Quantexa Contextual Monitoring marks a paradigm shift in how money laundering is detected and dramatically improves investigation controls and processes. Unlike traditional monitoring systems, a contextual monitoring platform uses Entity Resolution to resolve counterparties and better understand the relationships between them by using graph analytics.
The result is a transformational view of risk that provides a clearer understanding of customers, counterparties, and their relationships in real-time. This added context helps to identify hidden risk and generates fewer, more accurate alerts. Institutions can also reduce rising compliance and operational costs, and conduct more effective intelligence-driven risk processes without replacing existing systems.
By applying network analytics, banks can determine whether the entity has any connection (direct or indirect) to criminal activity.
Decision Intelligence in action
Quantexa’s recent work with the UK Cabinet Office to identify parties who had defrauded the government by falsifying information to obtain grants during the pandemic provides an excellent example of how this technology can help bolster public/private partnerships to achieve better results from investigations.
Using an automated model at scale, banks can turn red flagged corporates into a shell company watchlist, potentially at a country-wide or global level.
The potential impact of this in other sectors such as banking is massive. Using an automated model at scale, banks can turn red-flagged corporations into a shell company watchlist, potentially at a country-wide or global level. This could be used to screen against any onboarding customers within the bank, or counterparties within a transaction.
Equally important, this list of “known bad” shell companies and associated directors can be used to screen against your customers and counterparties, enabling an understanding exposure to shells within your customer base.
Where should the technology sit within your financial crime framework?
To identify financial crime faster and more efficiently, banks need to adopt a more effective and automated process to detect likely shell or shelf companies.
Quantexa’s Decision Intelligence (DI) platform is the solution, and it integrates easily into existing ecosystems.
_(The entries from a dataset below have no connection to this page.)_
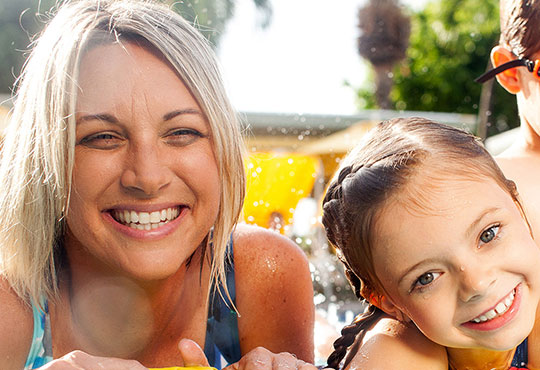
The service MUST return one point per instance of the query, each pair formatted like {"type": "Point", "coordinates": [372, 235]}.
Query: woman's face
{"type": "Point", "coordinates": [464, 269]}
{"type": "Point", "coordinates": [145, 186]}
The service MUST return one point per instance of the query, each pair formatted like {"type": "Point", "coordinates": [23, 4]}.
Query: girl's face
{"type": "Point", "coordinates": [145, 186]}
{"type": "Point", "coordinates": [464, 268]}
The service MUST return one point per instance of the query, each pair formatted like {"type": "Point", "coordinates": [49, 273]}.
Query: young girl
{"type": "Point", "coordinates": [434, 237]}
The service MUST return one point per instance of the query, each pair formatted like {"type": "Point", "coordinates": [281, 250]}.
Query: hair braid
{"type": "Point", "coordinates": [350, 333]}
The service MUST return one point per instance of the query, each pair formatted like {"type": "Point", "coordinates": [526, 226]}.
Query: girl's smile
{"type": "Point", "coordinates": [499, 315]}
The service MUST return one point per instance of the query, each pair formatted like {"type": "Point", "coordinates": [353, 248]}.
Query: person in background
{"type": "Point", "coordinates": [121, 184]}
{"type": "Point", "coordinates": [516, 62]}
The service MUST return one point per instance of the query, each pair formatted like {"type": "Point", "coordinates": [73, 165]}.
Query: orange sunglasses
{"type": "Point", "coordinates": [532, 66]}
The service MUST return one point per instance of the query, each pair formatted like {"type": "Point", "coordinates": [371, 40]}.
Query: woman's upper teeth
{"type": "Point", "coordinates": [501, 308]}
{"type": "Point", "coordinates": [146, 218]}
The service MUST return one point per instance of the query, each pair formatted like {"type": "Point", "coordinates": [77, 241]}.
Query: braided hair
{"type": "Point", "coordinates": [379, 168]}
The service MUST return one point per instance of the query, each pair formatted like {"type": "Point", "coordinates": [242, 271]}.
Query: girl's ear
{"type": "Point", "coordinates": [391, 309]}
{"type": "Point", "coordinates": [508, 79]}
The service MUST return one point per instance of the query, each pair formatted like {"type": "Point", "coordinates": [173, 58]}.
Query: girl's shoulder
{"type": "Point", "coordinates": [408, 347]}
{"type": "Point", "coordinates": [16, 326]}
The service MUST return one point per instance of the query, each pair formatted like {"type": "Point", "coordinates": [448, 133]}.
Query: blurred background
{"type": "Point", "coordinates": [309, 78]}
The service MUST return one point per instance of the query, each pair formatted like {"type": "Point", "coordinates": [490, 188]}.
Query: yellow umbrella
{"type": "Point", "coordinates": [275, 184]}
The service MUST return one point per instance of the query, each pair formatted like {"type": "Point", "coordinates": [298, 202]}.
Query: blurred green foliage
{"type": "Point", "coordinates": [19, 21]}
{"type": "Point", "coordinates": [449, 47]}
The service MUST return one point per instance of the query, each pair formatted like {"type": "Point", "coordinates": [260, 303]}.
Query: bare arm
{"type": "Point", "coordinates": [274, 293]}
{"type": "Point", "coordinates": [392, 345]}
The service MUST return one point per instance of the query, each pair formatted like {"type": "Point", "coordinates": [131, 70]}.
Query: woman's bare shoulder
{"type": "Point", "coordinates": [274, 293]}
{"type": "Point", "coordinates": [408, 347]}
{"type": "Point", "coordinates": [16, 326]}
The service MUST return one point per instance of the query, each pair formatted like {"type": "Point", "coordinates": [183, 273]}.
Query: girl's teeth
{"type": "Point", "coordinates": [501, 308]}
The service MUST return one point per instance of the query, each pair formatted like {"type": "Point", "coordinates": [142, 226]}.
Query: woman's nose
{"type": "Point", "coordinates": [145, 172]}
{"type": "Point", "coordinates": [475, 281]}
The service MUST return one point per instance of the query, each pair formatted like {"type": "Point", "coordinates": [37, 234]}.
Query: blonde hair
{"type": "Point", "coordinates": [38, 155]}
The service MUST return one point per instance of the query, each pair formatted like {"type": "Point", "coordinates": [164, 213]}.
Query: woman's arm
{"type": "Point", "coordinates": [274, 293]}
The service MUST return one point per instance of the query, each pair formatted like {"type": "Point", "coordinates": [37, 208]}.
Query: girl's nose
{"type": "Point", "coordinates": [475, 281]}
{"type": "Point", "coordinates": [145, 172]}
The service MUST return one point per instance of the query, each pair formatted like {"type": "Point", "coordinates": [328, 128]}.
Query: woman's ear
{"type": "Point", "coordinates": [508, 79]}
{"type": "Point", "coordinates": [391, 309]}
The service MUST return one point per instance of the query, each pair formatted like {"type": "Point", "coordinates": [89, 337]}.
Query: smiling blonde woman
{"type": "Point", "coordinates": [122, 181]}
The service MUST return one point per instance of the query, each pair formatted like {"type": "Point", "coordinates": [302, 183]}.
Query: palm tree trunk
{"type": "Point", "coordinates": [383, 85]}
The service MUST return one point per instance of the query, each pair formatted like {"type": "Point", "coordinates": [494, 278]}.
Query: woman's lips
{"type": "Point", "coordinates": [146, 225]}
{"type": "Point", "coordinates": [145, 220]}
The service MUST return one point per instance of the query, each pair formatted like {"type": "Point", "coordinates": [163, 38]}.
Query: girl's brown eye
{"type": "Point", "coordinates": [489, 234]}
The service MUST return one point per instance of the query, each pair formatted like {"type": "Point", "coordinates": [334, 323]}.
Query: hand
{"type": "Point", "coordinates": [262, 359]}
{"type": "Point", "coordinates": [78, 360]}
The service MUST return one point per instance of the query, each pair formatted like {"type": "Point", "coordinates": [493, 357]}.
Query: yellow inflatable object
{"type": "Point", "coordinates": [184, 368]}
{"type": "Point", "coordinates": [275, 184]}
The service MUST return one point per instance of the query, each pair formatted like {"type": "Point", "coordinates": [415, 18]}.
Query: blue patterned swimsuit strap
{"type": "Point", "coordinates": [222, 344]}
{"type": "Point", "coordinates": [41, 349]}
{"type": "Point", "coordinates": [521, 357]}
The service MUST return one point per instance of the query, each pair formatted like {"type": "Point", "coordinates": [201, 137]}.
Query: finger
{"type": "Point", "coordinates": [307, 366]}
{"type": "Point", "coordinates": [191, 353]}
{"type": "Point", "coordinates": [257, 359]}
{"type": "Point", "coordinates": [284, 361]}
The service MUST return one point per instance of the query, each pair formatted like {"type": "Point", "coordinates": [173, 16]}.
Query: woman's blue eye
{"type": "Point", "coordinates": [101, 141]}
{"type": "Point", "coordinates": [183, 137]}
{"type": "Point", "coordinates": [489, 234]}
{"type": "Point", "coordinates": [187, 132]}
{"type": "Point", "coordinates": [426, 279]}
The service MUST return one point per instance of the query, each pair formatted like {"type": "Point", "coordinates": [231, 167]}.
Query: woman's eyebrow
{"type": "Point", "coordinates": [179, 112]}
{"type": "Point", "coordinates": [100, 117]}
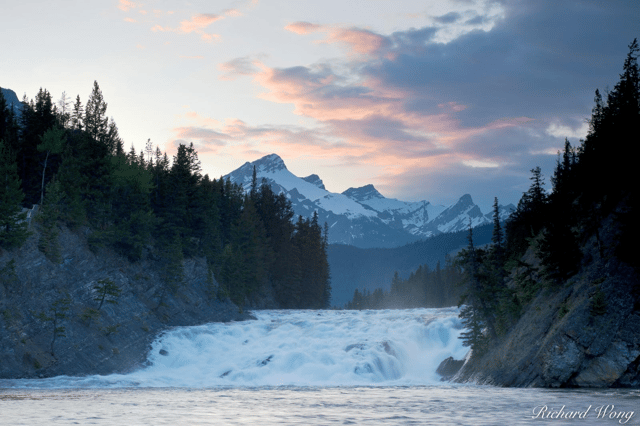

This is a new generation of software designed to automate or augment processes – empowering operational teams to make faster and more accurate strategic, tactical, and operational decisions.
With the power of artificial intelligence, the platform connects billions of data points across internal and external data sources to provide a trusted and reusable data hub enriched with vital intelligence about the relationships between people, organizations, events, places, and other real-world entities.
Technology is changing the face of banking’s future
Ultimately, evolving technology provides the banking industry with numerous options and it will take cross-industry collaboration and proactive regulator interaction to determine what a common standard must be.
Moving forward, banks need to collaborate across technology, the data landscape, banking, and regulators to define and implement appropriate controls to detect and prevent the misuse of shell companies and other corporate structures. Quantexa’s DI platform provides the key to making all of this easier.